If classes are balanced and every error costs the same, accuracy is a reasonable starting point. For imbalanced data or asymmetric costs, look at precision, recall, F1, or AUC-PR. For regression, RMSE is the default when large errors are unacceptable and MAE when robustness to outliers matters. For ranking, NDCG dominates web search, MAP fits traditional information retrieval, and MRR fits question answering. For generation, no single automatic metric is sufficient, so most papers report several and supplement them with human evaluation.
A useful warning is Goodhart's law: when a measure becomes a target, it ceases to be a good measure. A model heavily optimized for a specific metric often gets worse on the underlying quality that metric was meant to capture. OpenAI researchers have studied this in the reinforcement learning from human feedback setting, showing that reward models eventually mislead their downstream policies if the optimizer pushes too hard. The practical implication is to evaluate on multiple metrics and treat any one number with healthy suspicion.

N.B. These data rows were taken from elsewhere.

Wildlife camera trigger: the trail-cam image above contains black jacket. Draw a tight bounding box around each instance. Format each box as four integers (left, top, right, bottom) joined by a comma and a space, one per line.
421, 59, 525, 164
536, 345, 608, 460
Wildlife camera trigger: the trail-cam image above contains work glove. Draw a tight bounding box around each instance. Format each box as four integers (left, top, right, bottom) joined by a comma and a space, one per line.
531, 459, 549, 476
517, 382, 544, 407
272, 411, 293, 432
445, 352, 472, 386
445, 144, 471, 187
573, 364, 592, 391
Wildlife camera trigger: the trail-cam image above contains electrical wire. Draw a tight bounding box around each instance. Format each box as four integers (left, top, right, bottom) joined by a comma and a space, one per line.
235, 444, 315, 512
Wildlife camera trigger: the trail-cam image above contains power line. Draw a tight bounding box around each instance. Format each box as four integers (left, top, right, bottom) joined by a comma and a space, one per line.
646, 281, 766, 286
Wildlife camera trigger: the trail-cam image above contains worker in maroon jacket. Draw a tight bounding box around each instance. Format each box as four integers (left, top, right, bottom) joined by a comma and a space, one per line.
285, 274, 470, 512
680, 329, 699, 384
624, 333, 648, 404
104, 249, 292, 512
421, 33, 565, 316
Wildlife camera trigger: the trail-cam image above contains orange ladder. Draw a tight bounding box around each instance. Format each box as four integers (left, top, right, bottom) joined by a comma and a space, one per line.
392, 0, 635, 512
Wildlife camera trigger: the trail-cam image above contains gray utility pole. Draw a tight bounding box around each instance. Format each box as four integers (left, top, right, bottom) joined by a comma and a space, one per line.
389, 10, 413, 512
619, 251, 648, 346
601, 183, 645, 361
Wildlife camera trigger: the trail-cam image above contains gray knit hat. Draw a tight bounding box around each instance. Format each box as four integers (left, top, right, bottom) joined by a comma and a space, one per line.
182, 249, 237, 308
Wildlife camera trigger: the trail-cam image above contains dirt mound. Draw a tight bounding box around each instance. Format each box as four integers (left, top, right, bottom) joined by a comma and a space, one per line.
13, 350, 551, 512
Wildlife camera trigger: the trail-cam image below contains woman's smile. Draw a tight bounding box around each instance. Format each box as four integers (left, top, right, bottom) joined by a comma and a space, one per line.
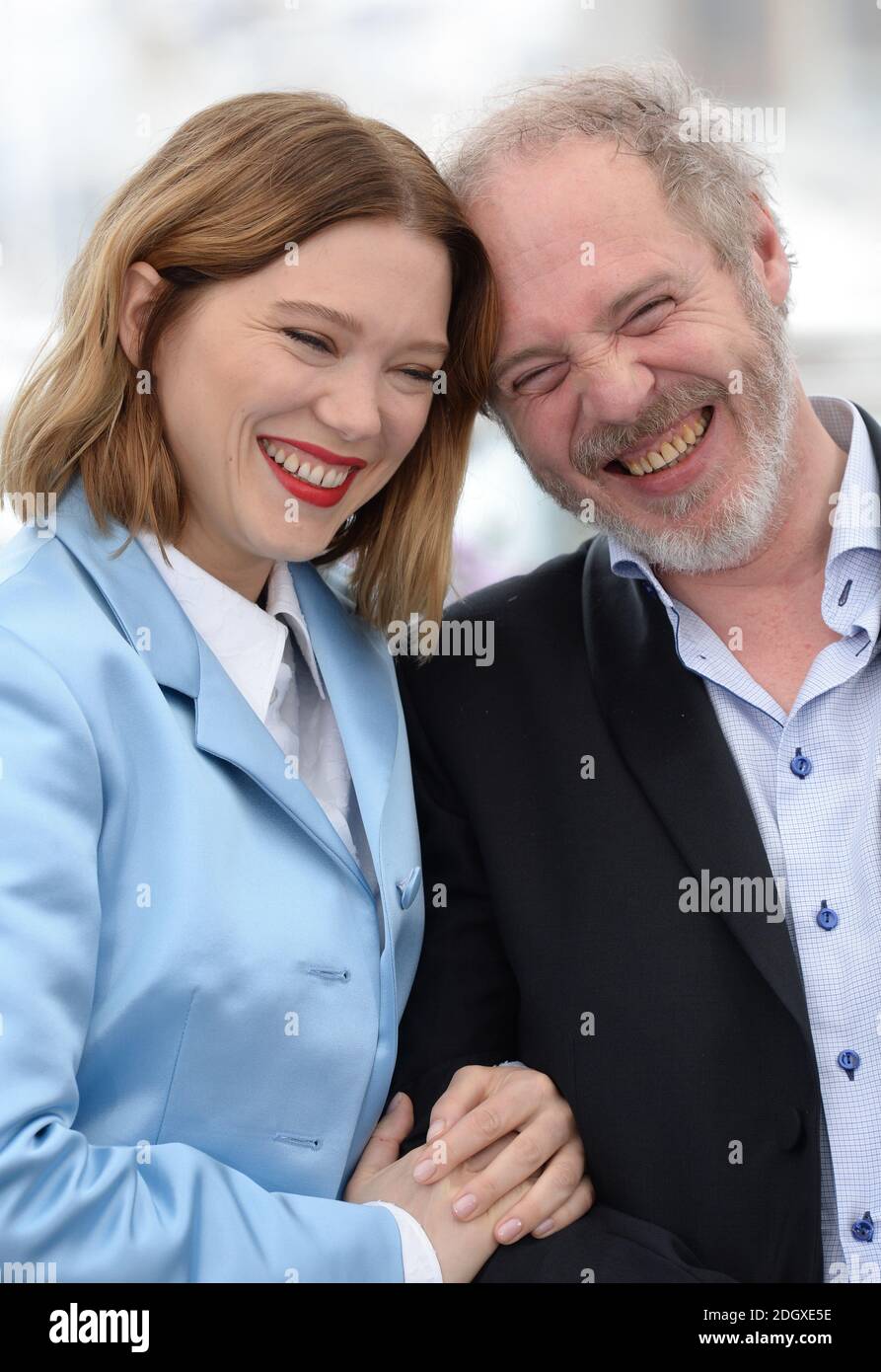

Imagine a game where you guess what fruit is in a bag without looking, then check if you were right. A metric is a way to keep score. You could count how many fruits you got exactly right, or how often you said "apple" when it was something else, or give yourself partial credit when you were close. Each scoring rule tells you something different about how good you are. Machine learning models play their own version of the same game, and metrics are the scoreboards.